BLOOMBERG FILE PHOTO/BRENT LEWIN
FIDELITY INVESTMENTS and BlackRock, two of the nation's largest asset managers, are being studied by the new Financial Stability Oversight Council to see if they must be designated as potential risks to the financial system and thus required to meet more stringent regulations.
Posted 11/6/13

WASHINGTON - BlackRock Inc. and Fidelity Investments will be studied by U.S. regulators who are in the early stages of reviewing whether asset managers pose a potential risk to the financial system, two people with knowledge of the matter said.

The Financial Stability Oversight Council’s discussion Oct. 31 and agreement to review New York-based BlackRock and Boston-based Fidelity don’t necessarily mean the companies will be designated systemically important by the council, according to the people, who requested anonymity because the meeting was closed to the public. The panel didn’t take any formal action regarding the companies.
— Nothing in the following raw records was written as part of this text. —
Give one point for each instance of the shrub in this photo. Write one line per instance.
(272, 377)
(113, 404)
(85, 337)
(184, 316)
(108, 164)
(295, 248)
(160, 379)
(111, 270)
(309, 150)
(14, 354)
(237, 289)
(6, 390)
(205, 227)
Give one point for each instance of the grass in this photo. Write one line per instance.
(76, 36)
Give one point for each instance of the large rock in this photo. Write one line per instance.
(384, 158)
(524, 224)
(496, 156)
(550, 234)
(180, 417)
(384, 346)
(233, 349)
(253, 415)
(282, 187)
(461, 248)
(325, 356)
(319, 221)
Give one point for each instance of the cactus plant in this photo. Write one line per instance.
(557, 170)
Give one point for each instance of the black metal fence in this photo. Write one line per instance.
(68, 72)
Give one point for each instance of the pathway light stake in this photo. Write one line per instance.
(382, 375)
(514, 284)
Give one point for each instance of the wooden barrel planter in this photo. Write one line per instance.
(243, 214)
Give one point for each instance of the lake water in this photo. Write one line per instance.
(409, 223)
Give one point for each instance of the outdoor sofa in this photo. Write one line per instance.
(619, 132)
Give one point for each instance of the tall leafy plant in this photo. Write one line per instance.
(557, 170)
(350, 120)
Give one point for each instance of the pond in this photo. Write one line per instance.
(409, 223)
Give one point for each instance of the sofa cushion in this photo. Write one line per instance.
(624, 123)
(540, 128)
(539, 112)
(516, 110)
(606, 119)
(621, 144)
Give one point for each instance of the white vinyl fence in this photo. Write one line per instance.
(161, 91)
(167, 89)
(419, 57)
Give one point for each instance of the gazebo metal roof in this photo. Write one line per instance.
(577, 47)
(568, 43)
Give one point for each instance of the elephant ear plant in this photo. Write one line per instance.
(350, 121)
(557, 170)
FSOC’s preliminary talks may presage months of wrangling between the industry and officials charged with trying to prevent a repeat of the 2008 financial crisis. Asset managers are among non-bank financial companies that the council is empowered by law to evaluate to determine whether their failure could threaten the entire system and thus require Federal Reserve oversight. BlackRock, Fidelity and the mutual-fund industry’s trade group have said money managers aren’t a threat.

“We continue to believe that the asset-management industry, and mutual funds in particular, do not present the types of risk that the FSOC was designed to address,” Vincent Loporchio, a spokesman for Fidelity, said in an email in response to a question about the FSOC meeting. BlackRock spokesman Brian Beades said the company “doesn’t comment on rumor or speculation.”

‘Initial discussion’

Treasury Secretary Jacob J. Lew is the council’s chairman. Treasury spokeswoman Suzanne Elio declined to comment. In a statement after last week’s meeting, Elio said the council “held an initial discussion on asset management,” and she didn’t identify any companies. The FSOC’s rules state that it doesn’t intend to disclose names of firms before “a final determination.”

The oversight council is authorized under the Dodd-Frank Act of 2010 to identify companies that could threaten stability. The Fed can impose on those firms tighter capital, leverage and liquidity rules, and demand measures including stress testing for crisis scenarios and plans for winding them down should they start to fail. The council includes Fed Chairman Ben S. Bernanke and Securities and Exchange Commission Chairman Mary Jo White.